A Primeira Turma do Supremo Tribunal Federal (STF) condenou por unanimidade, nesta terça-feira (16), o ex-deputado federal Eduardo Bolsonaro (PL-SP) pelo crime de coação no curso do processo. A pena foi fixada em 4 anos e 2 meses de prisão.
A decisão foi acompanhada pelos ministros Alexandre de Moraes, relator do caso, Cristiano Zanin, Cármen Lúcia e Flávio Dino. O colegiado entendeu que Eduardo Bolsonaro atuou junto a autoridades dos Estados Unidos com o objetivo de pressionar integrantes do STF e interferir em processos relacionados à suposta tentativa de golpe de Estado após as eleições de 2022.
Segundo o entendimento da Corte, as ações tinham como finalidade favorecer o ex-presidente Jair Bolsonaro (PL), pai do ex-parlamentar, e influenciar o andamento das investigações e ações judiciais em curso.
Em seu voto, Alexandre de Moraes afirmou que as articulações de Eduardo Bolsonaro com autoridades norte-americanas, incluindo o presidente Donald Trump, e a defesa de sanções contra ministros do Supremo e contra o Brasil extrapolaram os limites da atividade política legítima.
O ministro sustentou que as informações levadas pelo ex-deputado às autoridades estrangeiras tiveram consequências concretas para o país, citando medidas como sobretaxas sobre produtos brasileiros, restrições diplomáticas e sanções direcionadas a integrantes da Corte.
“Não é função de deputado federal brasileiro fazer lobby no exterior contra o próprio país. Isso não consta, desde a Constituição do Império até a atual, como função de deputado federal”, afirmou Moraes durante o julgamento.
O crime de coação no curso do processo é caracterizado pelo uso de violência ou grave ameaça para favorecer interesse próprio ou de terceiros contra autoridades, partes ou pessoas envolvidas em processos judiciais, policiais ou administrativos.

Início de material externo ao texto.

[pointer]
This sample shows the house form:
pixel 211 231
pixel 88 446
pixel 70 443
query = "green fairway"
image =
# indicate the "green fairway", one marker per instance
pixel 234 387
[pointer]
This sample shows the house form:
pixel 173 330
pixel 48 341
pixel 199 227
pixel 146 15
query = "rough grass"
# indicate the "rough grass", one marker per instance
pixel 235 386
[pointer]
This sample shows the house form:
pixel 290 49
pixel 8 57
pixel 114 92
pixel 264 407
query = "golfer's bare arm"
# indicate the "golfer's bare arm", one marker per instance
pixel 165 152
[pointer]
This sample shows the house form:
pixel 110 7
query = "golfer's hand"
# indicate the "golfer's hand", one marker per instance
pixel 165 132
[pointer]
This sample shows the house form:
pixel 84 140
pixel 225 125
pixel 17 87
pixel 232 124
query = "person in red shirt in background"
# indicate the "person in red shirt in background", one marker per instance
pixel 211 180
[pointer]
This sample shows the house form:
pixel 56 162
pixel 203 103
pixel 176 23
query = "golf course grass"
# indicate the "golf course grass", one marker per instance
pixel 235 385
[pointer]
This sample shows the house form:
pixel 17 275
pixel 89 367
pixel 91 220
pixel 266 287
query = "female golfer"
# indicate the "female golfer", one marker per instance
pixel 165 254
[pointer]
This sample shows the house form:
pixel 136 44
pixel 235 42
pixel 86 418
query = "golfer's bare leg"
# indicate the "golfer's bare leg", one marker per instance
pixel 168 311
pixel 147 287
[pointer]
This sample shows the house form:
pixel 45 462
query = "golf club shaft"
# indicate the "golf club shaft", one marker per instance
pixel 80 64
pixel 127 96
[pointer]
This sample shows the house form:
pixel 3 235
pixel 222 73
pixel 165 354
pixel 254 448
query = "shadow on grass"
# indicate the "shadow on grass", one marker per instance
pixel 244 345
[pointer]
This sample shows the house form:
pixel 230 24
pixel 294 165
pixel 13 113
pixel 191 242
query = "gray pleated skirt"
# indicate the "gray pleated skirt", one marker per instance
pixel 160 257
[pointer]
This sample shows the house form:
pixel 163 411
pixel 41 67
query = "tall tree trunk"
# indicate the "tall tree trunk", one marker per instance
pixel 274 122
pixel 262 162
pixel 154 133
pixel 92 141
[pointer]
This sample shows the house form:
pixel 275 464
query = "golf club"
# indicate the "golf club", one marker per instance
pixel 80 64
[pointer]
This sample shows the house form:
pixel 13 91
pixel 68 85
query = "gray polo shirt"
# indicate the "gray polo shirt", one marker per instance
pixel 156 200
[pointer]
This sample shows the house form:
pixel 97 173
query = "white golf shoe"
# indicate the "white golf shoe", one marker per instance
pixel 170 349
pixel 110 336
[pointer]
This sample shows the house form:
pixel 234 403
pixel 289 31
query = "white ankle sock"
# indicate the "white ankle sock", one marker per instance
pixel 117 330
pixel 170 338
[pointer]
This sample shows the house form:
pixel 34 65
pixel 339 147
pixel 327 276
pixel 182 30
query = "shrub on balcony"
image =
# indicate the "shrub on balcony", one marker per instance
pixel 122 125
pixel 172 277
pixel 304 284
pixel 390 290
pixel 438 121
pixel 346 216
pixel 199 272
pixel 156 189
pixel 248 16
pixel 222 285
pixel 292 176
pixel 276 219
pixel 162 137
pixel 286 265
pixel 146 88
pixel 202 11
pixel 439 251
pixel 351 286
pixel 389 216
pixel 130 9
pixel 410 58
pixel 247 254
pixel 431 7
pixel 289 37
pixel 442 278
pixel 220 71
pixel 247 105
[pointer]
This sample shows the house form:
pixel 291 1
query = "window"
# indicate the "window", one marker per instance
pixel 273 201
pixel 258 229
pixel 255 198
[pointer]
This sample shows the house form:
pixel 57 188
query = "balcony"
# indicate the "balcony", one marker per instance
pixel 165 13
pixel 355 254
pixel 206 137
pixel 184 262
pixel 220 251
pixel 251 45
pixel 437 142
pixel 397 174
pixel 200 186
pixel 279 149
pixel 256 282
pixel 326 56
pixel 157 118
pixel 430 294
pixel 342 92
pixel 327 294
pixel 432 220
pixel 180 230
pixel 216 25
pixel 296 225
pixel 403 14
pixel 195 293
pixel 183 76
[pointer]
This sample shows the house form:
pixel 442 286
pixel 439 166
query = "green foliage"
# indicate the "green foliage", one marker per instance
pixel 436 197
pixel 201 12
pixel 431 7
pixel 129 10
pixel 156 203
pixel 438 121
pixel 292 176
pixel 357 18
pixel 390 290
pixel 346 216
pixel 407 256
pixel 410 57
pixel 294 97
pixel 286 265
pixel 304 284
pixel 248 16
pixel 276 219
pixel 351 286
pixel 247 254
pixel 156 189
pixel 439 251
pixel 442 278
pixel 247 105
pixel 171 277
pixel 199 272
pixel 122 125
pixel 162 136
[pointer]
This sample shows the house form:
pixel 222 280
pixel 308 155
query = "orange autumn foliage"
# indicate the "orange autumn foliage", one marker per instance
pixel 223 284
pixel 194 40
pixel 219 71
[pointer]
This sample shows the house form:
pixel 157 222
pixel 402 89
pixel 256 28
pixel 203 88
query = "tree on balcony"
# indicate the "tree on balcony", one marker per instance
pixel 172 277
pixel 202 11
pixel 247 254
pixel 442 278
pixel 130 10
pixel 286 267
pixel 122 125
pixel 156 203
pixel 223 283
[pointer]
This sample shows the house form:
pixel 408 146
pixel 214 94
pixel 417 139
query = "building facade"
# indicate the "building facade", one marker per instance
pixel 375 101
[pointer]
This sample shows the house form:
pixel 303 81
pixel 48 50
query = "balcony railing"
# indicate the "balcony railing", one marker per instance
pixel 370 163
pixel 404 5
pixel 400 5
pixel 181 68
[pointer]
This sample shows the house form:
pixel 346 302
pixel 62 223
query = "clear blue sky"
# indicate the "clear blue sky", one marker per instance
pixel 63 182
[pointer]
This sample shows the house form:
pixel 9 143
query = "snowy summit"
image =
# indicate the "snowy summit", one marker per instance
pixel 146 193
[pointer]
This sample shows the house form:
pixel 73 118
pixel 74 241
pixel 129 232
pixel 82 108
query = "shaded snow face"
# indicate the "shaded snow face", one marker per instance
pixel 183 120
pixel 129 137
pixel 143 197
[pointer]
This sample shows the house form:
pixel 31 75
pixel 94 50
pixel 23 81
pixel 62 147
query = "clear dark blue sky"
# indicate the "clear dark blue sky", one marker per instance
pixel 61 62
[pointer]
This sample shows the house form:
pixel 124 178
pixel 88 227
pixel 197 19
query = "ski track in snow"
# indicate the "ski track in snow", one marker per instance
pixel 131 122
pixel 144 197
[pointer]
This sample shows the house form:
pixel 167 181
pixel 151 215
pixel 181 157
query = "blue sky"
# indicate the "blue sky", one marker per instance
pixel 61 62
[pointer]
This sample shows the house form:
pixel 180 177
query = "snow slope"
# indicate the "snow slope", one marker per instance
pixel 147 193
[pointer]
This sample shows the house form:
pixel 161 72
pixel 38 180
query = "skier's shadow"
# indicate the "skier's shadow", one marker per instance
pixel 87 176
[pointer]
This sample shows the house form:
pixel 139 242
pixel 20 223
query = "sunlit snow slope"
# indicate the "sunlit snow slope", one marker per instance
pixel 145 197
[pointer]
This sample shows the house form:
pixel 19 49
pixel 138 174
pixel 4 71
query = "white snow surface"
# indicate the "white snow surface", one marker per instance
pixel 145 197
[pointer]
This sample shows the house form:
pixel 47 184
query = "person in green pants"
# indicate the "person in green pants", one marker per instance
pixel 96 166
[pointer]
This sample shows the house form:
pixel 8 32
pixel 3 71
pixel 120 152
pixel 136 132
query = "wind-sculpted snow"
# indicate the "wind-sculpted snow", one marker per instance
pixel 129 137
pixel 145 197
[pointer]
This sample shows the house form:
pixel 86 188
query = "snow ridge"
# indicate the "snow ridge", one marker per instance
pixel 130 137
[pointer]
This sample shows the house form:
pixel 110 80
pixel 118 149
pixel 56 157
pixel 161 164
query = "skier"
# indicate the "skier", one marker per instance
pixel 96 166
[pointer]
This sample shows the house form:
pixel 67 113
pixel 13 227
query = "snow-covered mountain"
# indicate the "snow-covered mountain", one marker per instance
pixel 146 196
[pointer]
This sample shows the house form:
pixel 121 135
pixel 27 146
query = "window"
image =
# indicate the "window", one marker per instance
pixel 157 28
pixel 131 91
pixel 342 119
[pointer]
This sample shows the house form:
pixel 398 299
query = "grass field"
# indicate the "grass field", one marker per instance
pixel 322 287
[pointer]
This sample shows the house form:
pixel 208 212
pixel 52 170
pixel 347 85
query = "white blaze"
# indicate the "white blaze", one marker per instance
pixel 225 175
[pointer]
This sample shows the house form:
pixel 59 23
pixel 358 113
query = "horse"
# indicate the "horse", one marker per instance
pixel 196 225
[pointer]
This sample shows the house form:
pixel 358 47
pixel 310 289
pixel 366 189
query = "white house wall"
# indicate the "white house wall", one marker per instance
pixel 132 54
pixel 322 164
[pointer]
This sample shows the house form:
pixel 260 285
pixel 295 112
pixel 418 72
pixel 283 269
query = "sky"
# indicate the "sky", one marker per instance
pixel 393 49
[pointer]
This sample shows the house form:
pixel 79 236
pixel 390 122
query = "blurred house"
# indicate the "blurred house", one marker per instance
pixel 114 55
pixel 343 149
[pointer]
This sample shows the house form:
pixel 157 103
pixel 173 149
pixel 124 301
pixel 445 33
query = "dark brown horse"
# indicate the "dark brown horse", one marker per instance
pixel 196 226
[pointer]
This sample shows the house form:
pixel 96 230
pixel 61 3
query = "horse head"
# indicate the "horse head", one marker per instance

Durante a sessão, o Ministério Público Federal defendeu a condenação e argumentou que as ameaças atribuídas a Eduardo Bolsonaro se materializaram em medidas efetivamente adotadas pelos Estados Unidos. O subprocurador-geral da República, Antônio Edílio, mencionou a suspensão de vistos de ministros do STF, sobretaxas comerciais e sanções financeiras impostas ao ministro Alexandre de Moraes.
Segundo o MPF, o próprio Eduardo reivindicou publicamente a articulação política que teria contribuído para essas medidas.
A defesa do ex-deputado foi realizada pela Defensoria Pública da União (DPU), já que Eduardo Bolsonaro não constituiu advogado nos autos. O defensor público Esdras dos Santos Carvalho sustentou que Alexandre de Moraes deveria ser considerado impedido de atuar no caso, por ser uma das autoridades atingidas pelas sanções mencionadas.
A DPU também argumentou que a citação do ex-parlamentar deveria ter ocorrido por carta rogatória, e não por edital, uma vez que seu paradeiro nos Estados Unidos seria conhecido pelas autoridades brasileiras.
No mérito, a defesa afirmou que Eduardo Bolsonaro não possuía poder para impor sanções ao Brasil ou a ministros do STF e que suas manifestações se limitaram ao exercício da atividade política e da liberdade de expressão.
Com a condenação, o caso passa a integrar os desdobramentos judiciais relacionados aos acontecimentos posteriores às eleições presidenciais de 2022. Ainda cabem recursos dentro do próprio Supremo Tribunal Federal.